I don't know what you mean by look behinds. There is a man 7 regex manpage that covers posix regular expressions. One thing that tripped me up once is that the locale setting can alter regular expression matches. I was having '[[:upper:]]' being equivalent to '[[:lower:]]'.
I use sed to extract the names of files that I backed before I delete them to free up more space.
The *.k3b file is a zip archive of two files, maindata.xml and mimetype.
I use the following to extract the filenames from lines that match a <url>.*<\/url> pattern:
Code:
sed -e '/^<url>/!d' \
-e 's/^<url>\(.*\)<\/url>/\1/' maindata.xml | tr '\n' '\000' | xargs -0 rm
In your case, you need to verify that the '<title>.*</title>' pattern always is on the same line. Sed programs get more complicated if they don't and you would be better off writing a sed script instead of using a one-liner.
Code:
sed -n '/<title>.*<\/title>/s/^.*<title>\(.*\)<\/title>.*$/p' file.xml
The -n option only outputs lines if there is a print command. I use this option when I just want to extract certain information from a file.
The '/<title>.*</title>/' part selects just lines that contain your title information.
The "\(" "\)" parts save the information in between, and the "<title>" and "<\/title>" parts serve as anchors so that the correct part of the line is saved. The "\1" part in the replacement replaces the entire line with what was saved earlier.
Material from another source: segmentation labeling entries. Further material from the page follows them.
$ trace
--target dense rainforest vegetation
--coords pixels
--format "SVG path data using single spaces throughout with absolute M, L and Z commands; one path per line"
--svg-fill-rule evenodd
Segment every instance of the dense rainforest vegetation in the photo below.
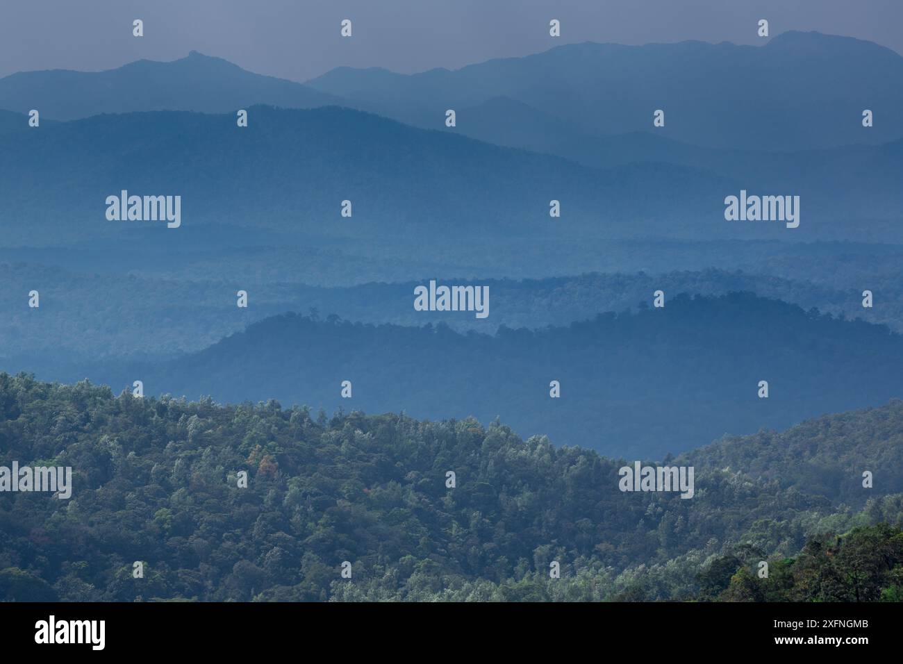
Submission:
M 73 470 L 69 500 L 0 493 L 0 598 L 898 599 L 900 431 L 894 400 L 724 438 L 693 453 L 695 496 L 682 500 L 621 492 L 624 460 L 498 421 L 0 374 L 0 465 Z M 805 463 L 835 480 L 794 475 Z

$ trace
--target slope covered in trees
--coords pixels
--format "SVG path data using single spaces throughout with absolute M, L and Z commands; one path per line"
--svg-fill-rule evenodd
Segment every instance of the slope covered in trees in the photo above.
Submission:
M 903 428 L 899 404 L 878 410 Z M 872 412 L 837 418 L 867 431 Z M 718 460 L 696 466 L 693 499 L 624 493 L 621 460 L 500 423 L 138 399 L 25 375 L 0 374 L 0 465 L 73 469 L 68 500 L 0 493 L 0 596 L 19 600 L 688 599 L 721 592 L 701 579 L 721 578 L 721 557 L 795 556 L 903 514 L 881 483 L 837 505 L 838 487 L 784 488 Z M 903 451 L 879 437 L 856 454 L 856 467 L 898 465 Z
M 903 339 L 883 326 L 735 293 L 495 335 L 285 314 L 166 364 L 81 376 L 220 402 L 500 416 L 524 436 L 642 458 L 884 403 L 903 395 L 901 362 Z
If the title comes at the beginning of large documents, and you want to process a number of them in a loop, consider using the :q command to stop after the pattern is found. The sed info pages will have examples.
For the sed program, I would highly recommend downloading the source and using it to produce a PDF or PS version of the manual. The source for gawk also contains a book: "Gawk: Effective Awk Programming". Normally there is a make target to produce this documentation: "make pdf" or "make ps".